Creston, one of my clients, who owns a sign company, was talking with me about how to find his golden eggs. At first we were defining the golden eggs as companies in malls. They are frequently moving in and out and needing his signs. He had been doing a lot of really small yard signs such as realtor signs. They were $24 each and were taking up a lot of his time to sell individual signs.

So, as we talked about the potential Golden Geese each of those turned into a different form of Golden Goose.

The mall shops turned into him working with large scale property managers. Those that managed the malls. He made a deal with them. He’d cover the empty shops with signs and help them get that shop filled quicker.
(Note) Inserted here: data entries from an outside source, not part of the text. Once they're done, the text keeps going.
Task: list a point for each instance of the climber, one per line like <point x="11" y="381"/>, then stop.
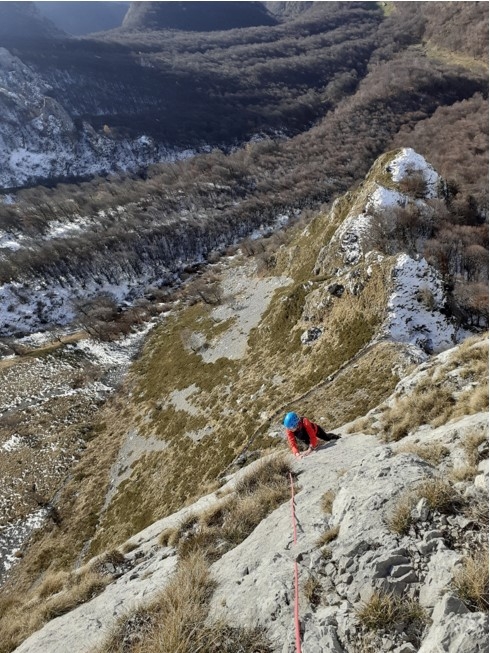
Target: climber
<point x="302" y="429"/>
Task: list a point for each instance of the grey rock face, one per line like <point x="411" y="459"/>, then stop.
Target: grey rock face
<point x="255" y="582"/>
<point x="454" y="631"/>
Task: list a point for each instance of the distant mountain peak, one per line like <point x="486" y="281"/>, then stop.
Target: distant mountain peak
<point x="21" y="21"/>
<point x="196" y="16"/>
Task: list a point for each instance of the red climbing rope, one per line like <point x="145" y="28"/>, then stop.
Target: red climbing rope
<point x="296" y="584"/>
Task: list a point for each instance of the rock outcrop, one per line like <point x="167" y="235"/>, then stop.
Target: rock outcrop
<point x="362" y="556"/>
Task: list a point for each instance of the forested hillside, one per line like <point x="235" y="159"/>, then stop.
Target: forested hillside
<point x="349" y="81"/>
<point x="283" y="208"/>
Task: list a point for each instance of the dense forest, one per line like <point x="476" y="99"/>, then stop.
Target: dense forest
<point x="325" y="93"/>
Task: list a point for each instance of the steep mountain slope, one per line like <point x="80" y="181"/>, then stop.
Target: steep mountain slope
<point x="188" y="90"/>
<point x="78" y="18"/>
<point x="21" y="22"/>
<point x="374" y="575"/>
<point x="351" y="313"/>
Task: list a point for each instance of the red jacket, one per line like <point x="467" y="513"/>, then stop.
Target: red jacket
<point x="307" y="431"/>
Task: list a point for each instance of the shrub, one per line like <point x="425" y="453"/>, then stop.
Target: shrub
<point x="400" y="519"/>
<point x="328" y="536"/>
<point x="389" y="613"/>
<point x="312" y="589"/>
<point x="433" y="453"/>
<point x="327" y="502"/>
<point x="440" y="496"/>
<point x="176" y="621"/>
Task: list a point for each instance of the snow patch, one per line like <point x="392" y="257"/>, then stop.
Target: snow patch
<point x="414" y="308"/>
<point x="409" y="161"/>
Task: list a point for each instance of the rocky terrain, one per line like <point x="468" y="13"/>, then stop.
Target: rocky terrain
<point x="392" y="518"/>
<point x="348" y="553"/>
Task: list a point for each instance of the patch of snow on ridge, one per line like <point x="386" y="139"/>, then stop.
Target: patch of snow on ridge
<point x="409" y="161"/>
<point x="384" y="198"/>
<point x="414" y="308"/>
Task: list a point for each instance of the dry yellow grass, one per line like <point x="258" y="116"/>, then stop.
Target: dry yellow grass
<point x="434" y="400"/>
<point x="59" y="593"/>
<point x="400" y="519"/>
<point x="440" y="495"/>
<point x="327" y="502"/>
<point x="386" y="612"/>
<point x="312" y="590"/>
<point x="433" y="452"/>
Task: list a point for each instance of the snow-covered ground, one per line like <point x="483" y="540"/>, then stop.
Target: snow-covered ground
<point x="414" y="308"/>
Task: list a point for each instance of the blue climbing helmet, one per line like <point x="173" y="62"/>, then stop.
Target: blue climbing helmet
<point x="291" y="420"/>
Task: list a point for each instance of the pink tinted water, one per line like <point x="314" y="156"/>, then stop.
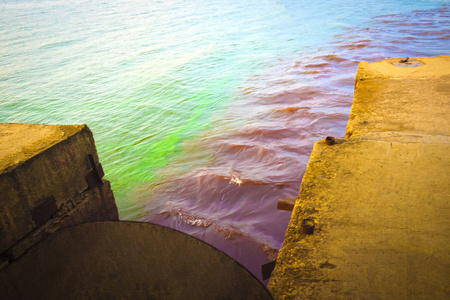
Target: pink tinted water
<point x="258" y="150"/>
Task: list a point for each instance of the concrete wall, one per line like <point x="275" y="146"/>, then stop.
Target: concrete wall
<point x="379" y="199"/>
<point x="126" y="260"/>
<point x="50" y="177"/>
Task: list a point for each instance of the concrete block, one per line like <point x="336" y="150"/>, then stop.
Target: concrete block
<point x="42" y="180"/>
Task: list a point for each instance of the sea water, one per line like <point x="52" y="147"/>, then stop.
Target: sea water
<point x="204" y="112"/>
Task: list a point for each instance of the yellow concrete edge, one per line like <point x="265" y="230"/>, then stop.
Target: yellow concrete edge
<point x="20" y="142"/>
<point x="415" y="67"/>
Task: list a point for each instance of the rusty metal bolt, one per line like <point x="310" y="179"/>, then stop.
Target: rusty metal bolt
<point x="330" y="140"/>
<point x="308" y="226"/>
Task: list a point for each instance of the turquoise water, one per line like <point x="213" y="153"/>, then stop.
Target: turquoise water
<point x="187" y="98"/>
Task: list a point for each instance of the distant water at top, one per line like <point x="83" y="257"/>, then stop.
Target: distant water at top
<point x="204" y="112"/>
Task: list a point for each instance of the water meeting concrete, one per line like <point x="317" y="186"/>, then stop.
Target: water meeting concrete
<point x="371" y="218"/>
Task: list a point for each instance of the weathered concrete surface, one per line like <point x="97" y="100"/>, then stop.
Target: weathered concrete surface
<point x="43" y="184"/>
<point x="126" y="260"/>
<point x="380" y="199"/>
<point x="389" y="98"/>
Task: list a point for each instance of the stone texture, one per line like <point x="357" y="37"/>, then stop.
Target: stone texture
<point x="126" y="260"/>
<point x="380" y="198"/>
<point x="43" y="185"/>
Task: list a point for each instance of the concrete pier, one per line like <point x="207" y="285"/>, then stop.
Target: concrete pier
<point x="371" y="218"/>
<point x="50" y="178"/>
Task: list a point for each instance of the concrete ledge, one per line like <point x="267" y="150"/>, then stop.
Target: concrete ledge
<point x="380" y="198"/>
<point x="126" y="260"/>
<point x="49" y="178"/>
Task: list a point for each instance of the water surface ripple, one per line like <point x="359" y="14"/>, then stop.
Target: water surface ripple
<point x="204" y="113"/>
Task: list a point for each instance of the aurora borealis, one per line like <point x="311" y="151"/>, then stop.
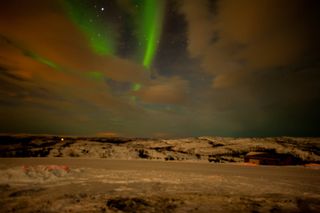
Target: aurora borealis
<point x="160" y="68"/>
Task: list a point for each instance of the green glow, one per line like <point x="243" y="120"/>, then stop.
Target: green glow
<point x="41" y="59"/>
<point x="150" y="29"/>
<point x="100" y="36"/>
<point x="136" y="87"/>
<point x="96" y="75"/>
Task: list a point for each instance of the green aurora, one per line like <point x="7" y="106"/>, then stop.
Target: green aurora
<point x="100" y="37"/>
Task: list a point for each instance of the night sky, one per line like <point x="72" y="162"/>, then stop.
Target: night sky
<point x="153" y="68"/>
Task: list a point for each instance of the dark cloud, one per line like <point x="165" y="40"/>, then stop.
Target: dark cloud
<point x="222" y="68"/>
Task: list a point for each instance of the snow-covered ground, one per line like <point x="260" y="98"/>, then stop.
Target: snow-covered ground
<point x="102" y="185"/>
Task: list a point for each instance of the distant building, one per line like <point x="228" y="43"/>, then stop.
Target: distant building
<point x="265" y="158"/>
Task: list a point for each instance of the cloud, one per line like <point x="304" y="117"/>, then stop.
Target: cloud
<point x="164" y="90"/>
<point x="248" y="36"/>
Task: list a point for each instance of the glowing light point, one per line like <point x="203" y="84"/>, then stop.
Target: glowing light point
<point x="136" y="87"/>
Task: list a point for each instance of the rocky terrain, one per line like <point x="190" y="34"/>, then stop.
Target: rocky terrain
<point x="213" y="149"/>
<point x="202" y="174"/>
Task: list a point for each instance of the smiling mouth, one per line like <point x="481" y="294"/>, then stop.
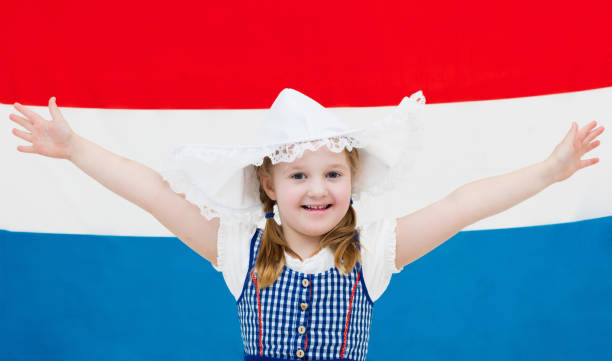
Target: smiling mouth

Then they’d recommend him to the new shop owners that came in. So, instead of selling a sign here and there to the shops, now he gets almost every shop as a customer both every time it goes empty and every time it has a new shop owner. And, on top of that, some of these shops are franchises, so he gets referrals to other shops around town that are in the same franchise. In fact, he offers a discount to the shop owner who gives him a referral that is sold to another shop owner.

He also built his marketing message to target mall managers instead of shop owners. Now he says that the average mall or property manager makes another $30,000 a year from partnering with him due to the fast turnaround and high occupancy rates. BINGO. Now he gets lots of Golden Goose mall managers. And, that’s at a time when malls are actually downsizing… they really need him. He’s their answer, and they are providing him a nice answer as well.

That was when his sales exploded.

We also looked at how to find the Golden Goose for the real estate signs. He did develop a program for real estate agencies that would recommend his signs to all of their real estate agents, another one for mortgage brokers, and another one for the city wide association of realtors. That certainly kicked his sales of $24 signs up several notches. But they just didn’t compare to the large thousand dollar signs in the malls. The difference was that the small real estate signs weren’t really golden eggs. So, he had developed a goose, but not a golden goose that was laying a lot of golden eggs. Yes, he was getting a lot of eggs, but just not golden ones from this program.

So, where are your golden eggs, and how could you find your big golden geese?